Meher Baba (25 February 1894 – 31 January 1969), born Merwan Sheriar Irani, was an Indian mystic and spiritual master who declared publicly in 1954 that he was the Avatar of the age.
Merwan Sheriar Irani was born in 1894 and led a normal childhood, showing no particularly strong inclination toward spiritual matters. At the age of 19, a brief contact with the Muslim holy woman Hazrat Babajan began his seven-year process of spiritual transformation. Over the next months, he contacted four additional spiritual figures whom, along with Babajan, he called "the five Perfect Masters." He spent seven years with Upasni Maharaj, one of the masters, before beginning his public work. The name Meher Baba means "Compassionate Father" in Persian and was given to him by his first followers.
From 10 July 1925 to the end of his life, Meher Baba maintained silence, communicating by means of an alphabet board or by unique hand gestures. With his mandali (circle of disciples), he spent long periods in seclusion, during which time he often fasted. He also traveled widely, held public gatherings, and engaged in works of charity with lepers, the poor, and the mentally ill.
In 1931, Meher Baba made the first of many visits to the West, where he attracted many followers. Throughout most of the 1940s, Meher Baba worked with a category of spiritual aspirant called masts, whom he said are entranced or spellbound by internal spiritual experiences. Starting in 1949, along with selected mandali, he traveled incognito about India in what he called "The New Life." On 10 February 1954, Meher Baba declared that he was the Avatar (an incarnation of God).

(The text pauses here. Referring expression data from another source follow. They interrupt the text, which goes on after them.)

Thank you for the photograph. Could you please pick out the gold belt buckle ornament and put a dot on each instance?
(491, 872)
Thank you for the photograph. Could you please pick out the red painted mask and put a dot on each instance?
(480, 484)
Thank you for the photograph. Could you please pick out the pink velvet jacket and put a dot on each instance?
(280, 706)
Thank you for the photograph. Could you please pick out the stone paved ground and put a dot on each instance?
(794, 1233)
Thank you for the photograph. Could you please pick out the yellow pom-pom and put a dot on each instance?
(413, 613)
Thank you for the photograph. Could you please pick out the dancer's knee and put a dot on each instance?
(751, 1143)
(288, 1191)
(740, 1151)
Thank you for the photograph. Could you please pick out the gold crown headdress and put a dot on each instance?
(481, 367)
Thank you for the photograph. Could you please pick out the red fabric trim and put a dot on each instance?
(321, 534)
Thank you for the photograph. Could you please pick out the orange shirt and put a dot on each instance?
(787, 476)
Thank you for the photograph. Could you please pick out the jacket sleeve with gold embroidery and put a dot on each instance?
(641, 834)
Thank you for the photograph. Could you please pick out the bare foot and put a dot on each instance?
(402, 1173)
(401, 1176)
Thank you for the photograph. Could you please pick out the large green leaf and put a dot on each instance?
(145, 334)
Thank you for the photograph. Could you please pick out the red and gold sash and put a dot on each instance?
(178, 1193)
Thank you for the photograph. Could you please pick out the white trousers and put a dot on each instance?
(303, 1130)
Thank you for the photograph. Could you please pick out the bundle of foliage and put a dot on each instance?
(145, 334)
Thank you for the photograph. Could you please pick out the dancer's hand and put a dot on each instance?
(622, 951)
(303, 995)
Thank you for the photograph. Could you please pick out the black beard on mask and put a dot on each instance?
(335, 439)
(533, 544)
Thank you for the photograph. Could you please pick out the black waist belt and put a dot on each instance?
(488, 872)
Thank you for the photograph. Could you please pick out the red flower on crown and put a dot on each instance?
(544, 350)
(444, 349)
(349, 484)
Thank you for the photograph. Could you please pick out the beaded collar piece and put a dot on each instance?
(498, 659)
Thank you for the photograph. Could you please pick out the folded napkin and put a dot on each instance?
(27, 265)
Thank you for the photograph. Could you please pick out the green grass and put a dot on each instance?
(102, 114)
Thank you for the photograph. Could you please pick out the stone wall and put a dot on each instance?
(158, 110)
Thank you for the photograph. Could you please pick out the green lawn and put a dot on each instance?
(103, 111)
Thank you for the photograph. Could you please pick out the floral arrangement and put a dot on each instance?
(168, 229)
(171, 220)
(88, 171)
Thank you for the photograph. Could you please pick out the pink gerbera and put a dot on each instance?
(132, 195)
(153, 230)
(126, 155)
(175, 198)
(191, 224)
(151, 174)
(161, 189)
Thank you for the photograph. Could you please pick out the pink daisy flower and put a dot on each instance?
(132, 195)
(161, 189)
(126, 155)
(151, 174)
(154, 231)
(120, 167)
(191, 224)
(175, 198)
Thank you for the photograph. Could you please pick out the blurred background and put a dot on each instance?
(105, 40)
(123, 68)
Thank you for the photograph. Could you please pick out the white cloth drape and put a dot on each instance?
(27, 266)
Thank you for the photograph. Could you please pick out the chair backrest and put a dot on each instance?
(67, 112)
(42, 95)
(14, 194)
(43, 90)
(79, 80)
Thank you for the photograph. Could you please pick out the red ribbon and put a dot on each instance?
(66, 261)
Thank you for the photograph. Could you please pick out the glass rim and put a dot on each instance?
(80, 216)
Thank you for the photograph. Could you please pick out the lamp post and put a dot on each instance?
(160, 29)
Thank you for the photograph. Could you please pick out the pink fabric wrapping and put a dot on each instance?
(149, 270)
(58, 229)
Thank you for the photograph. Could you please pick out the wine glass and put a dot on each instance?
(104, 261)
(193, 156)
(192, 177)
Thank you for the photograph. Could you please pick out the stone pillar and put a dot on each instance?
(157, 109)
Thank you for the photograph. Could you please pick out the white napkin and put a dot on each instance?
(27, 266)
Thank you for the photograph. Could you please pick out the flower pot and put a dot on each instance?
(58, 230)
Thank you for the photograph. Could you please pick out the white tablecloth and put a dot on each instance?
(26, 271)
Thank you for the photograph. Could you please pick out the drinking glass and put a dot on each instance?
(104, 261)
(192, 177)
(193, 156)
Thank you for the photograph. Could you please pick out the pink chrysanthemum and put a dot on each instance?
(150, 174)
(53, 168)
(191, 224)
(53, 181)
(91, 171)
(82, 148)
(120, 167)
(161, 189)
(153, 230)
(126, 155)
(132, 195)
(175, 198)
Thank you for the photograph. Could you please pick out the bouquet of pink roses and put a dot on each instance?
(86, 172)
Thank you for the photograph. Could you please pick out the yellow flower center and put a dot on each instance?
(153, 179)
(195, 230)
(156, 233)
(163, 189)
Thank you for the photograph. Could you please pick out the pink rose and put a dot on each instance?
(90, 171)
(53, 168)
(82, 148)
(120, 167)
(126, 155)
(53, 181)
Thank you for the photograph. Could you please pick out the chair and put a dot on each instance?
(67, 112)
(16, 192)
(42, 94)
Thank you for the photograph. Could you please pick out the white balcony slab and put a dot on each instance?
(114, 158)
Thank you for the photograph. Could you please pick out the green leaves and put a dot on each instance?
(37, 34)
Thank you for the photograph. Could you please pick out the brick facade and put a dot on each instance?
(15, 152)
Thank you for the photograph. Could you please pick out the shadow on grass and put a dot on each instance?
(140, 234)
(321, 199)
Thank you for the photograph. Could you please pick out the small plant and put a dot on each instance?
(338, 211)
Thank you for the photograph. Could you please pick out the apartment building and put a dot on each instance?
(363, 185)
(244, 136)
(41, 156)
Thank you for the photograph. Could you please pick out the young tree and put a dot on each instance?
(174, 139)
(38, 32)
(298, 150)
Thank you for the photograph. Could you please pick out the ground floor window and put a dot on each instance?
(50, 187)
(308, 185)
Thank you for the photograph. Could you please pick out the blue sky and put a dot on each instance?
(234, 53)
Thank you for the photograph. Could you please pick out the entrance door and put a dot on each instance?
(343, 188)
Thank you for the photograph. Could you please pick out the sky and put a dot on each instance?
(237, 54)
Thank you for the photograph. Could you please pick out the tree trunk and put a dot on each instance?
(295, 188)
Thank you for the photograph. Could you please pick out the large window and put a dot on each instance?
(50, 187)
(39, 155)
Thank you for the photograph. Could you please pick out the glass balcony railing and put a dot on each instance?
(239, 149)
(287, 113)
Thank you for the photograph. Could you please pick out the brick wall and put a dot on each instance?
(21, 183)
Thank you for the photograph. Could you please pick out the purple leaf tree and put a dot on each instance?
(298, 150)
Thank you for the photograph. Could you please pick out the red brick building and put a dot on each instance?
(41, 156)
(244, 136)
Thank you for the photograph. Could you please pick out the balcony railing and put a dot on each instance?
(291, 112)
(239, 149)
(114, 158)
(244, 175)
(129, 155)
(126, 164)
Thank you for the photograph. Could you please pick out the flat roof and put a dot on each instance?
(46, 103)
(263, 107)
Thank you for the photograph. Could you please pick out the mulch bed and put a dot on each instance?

After being injured as a passenger in two automobile accidents, one in the United States in 1952 and one in India in 1956, his ability to walk became severely limited. In 1962, he invited his Western followers to India for a mass darshan called "The East-West Gathering." Concerned by an increasing use of LSD and other psychedelic drugs, in 1966 Baba stated that they did not convey real benefits. Despite deteriorating health, he continued what he called his "Universal Work," which included fasting and seclusion, until his death on 31 January 1969. His samadhi (tomb-shrine) in Meherabad, India has become a place of international pilgrimage.